Adding Documentation, Tests and Refactoring Code

This week and the previous week I worked on the following:

1. I have written an API which the user can use to automatically repair his spider.

This function, auto_repair_lst takes 4 parameters:

  • old_page_path(type = string)
  • new_page_path(type = string)
  • lst_extracted_old_subtree(type = list of lxml.etree._Element objects)
  • rules(type = list)(OPTIONAL)

old_page_path is the path to a file containing the old HTML page on which the spider worked and correctly extracted the required data.

new_page_path is the path to a file containing the new HTML page on which the spider fails to extract the correct data and it is this file from which you would like the repaired spider to extract the data.

lst_extracted_old_subtree is a list of objects of type lxml.etree._Element. Each object in this list is a subtree of the old_page HTML tree which was extracted from the old page when the spider was not broken.

If rules(the fourth parameter) is given, the function will use these rules to correctly extract the relevant information from the new page.

This function takes the above arguments and returns two things:

  • Rules for data extraction
  • List of repaired subtrees. Each subtree in this list is an object of type lxml.etree._Element.

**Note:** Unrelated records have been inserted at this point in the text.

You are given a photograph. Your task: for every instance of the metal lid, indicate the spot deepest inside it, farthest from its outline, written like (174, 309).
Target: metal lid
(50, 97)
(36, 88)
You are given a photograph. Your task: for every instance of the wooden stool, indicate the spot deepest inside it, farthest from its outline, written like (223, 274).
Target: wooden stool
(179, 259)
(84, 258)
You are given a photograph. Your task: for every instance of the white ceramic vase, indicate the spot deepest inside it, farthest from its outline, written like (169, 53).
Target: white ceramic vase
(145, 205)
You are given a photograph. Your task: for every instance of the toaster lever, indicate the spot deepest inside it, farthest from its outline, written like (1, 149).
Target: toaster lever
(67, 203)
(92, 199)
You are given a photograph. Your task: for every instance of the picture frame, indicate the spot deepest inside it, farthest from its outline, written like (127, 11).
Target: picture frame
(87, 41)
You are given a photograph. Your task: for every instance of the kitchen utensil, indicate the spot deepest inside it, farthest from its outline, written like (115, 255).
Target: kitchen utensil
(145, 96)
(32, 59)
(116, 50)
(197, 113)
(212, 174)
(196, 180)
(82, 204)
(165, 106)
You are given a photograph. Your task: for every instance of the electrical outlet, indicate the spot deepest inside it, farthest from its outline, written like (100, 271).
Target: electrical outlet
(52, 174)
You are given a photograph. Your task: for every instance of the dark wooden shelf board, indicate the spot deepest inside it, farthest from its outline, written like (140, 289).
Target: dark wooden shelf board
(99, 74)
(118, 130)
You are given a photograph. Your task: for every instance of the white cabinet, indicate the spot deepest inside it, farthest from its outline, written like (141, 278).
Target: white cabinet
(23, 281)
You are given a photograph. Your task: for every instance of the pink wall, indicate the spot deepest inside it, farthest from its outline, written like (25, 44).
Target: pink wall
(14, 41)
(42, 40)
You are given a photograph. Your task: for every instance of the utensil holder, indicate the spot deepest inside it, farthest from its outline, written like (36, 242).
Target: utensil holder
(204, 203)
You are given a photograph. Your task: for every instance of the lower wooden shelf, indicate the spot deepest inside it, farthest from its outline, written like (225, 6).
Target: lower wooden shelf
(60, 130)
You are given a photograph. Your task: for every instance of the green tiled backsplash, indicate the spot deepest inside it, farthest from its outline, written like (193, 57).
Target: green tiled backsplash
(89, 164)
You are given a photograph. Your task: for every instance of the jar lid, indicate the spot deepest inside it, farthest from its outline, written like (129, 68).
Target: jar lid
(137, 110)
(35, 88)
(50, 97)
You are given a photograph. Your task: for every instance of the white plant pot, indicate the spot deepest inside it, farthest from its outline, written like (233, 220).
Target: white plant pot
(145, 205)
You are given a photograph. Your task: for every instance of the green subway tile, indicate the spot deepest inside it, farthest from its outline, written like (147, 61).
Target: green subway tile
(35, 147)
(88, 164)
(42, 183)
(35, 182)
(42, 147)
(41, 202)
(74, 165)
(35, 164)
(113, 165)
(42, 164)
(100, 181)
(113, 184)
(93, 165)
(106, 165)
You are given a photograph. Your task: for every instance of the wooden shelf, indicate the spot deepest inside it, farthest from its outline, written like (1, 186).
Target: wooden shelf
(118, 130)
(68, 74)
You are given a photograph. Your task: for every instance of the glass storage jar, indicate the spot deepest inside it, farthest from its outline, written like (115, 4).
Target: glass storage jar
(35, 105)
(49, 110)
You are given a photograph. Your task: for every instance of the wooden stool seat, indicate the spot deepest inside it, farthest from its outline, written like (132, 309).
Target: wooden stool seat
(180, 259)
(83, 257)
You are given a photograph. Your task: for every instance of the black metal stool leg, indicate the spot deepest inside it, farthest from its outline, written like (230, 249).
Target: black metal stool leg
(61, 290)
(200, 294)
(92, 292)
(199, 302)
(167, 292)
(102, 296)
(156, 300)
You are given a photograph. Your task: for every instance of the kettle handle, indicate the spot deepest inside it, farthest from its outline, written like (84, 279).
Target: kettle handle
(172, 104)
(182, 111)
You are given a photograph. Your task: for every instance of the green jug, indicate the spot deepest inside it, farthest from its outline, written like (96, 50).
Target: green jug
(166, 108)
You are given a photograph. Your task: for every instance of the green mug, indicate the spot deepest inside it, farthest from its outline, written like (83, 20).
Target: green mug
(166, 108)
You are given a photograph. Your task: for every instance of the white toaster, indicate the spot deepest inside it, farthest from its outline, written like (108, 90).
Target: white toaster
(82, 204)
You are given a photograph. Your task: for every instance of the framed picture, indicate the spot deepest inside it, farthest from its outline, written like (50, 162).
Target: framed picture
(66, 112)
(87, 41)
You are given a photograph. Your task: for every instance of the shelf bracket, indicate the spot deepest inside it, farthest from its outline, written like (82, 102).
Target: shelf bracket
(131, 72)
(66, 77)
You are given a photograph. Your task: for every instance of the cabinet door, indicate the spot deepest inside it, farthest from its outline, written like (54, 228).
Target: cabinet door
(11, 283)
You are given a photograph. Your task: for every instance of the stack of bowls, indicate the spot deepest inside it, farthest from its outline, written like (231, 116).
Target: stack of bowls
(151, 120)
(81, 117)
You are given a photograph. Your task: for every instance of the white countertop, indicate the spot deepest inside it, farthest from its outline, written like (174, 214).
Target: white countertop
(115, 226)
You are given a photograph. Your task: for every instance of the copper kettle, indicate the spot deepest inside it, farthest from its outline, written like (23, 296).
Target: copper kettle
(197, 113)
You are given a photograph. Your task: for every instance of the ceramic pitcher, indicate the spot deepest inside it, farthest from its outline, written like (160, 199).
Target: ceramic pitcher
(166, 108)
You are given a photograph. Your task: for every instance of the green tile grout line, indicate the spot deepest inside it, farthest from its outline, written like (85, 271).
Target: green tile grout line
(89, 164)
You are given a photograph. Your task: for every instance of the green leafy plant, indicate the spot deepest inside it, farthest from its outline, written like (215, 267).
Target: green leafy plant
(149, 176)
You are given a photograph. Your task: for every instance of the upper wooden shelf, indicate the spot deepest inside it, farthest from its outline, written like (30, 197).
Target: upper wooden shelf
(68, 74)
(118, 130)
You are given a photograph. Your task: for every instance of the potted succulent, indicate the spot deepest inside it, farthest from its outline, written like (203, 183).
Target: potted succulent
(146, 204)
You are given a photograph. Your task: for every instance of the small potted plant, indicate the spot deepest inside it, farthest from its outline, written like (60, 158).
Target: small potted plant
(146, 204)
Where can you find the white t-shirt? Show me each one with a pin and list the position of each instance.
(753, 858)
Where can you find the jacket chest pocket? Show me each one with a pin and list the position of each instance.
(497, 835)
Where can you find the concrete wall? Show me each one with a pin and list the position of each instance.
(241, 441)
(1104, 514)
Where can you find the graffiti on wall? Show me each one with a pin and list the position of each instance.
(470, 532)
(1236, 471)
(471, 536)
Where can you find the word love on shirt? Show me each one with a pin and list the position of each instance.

Let’s take a simple example.

Suppose the old page contains the following HTML code:

<html>
    <body>
        <div>
            <p>Username</p>
            <p>Password</p>
            <div>Submit</div>
        </div>
        <div>
           <div>
                <div>
                    <div>
                        <p>Username</p>
                        <p>email</p>
                        <p>Captcha1</p>
                        <p>Captcha2</p>
                    </div>
                </div>
            </div>
        </div> 
        </p>This should not be extracted</p>
    </body>
</html>

And the new page contains the following HTML code:

<html>
    <body>
        <div>
            <p>Username</p>
            <p>email</p>
        </div> 
        </p>This should not be extracted</p>
        <div>
            <p>Hello World</p>
            <div>
                <p>Username</p>
                <p>Password</p>
            </div>
            <div>Submit</div>
        </div>
    </body>
</html>

Now you can run the following code to correctly extract data.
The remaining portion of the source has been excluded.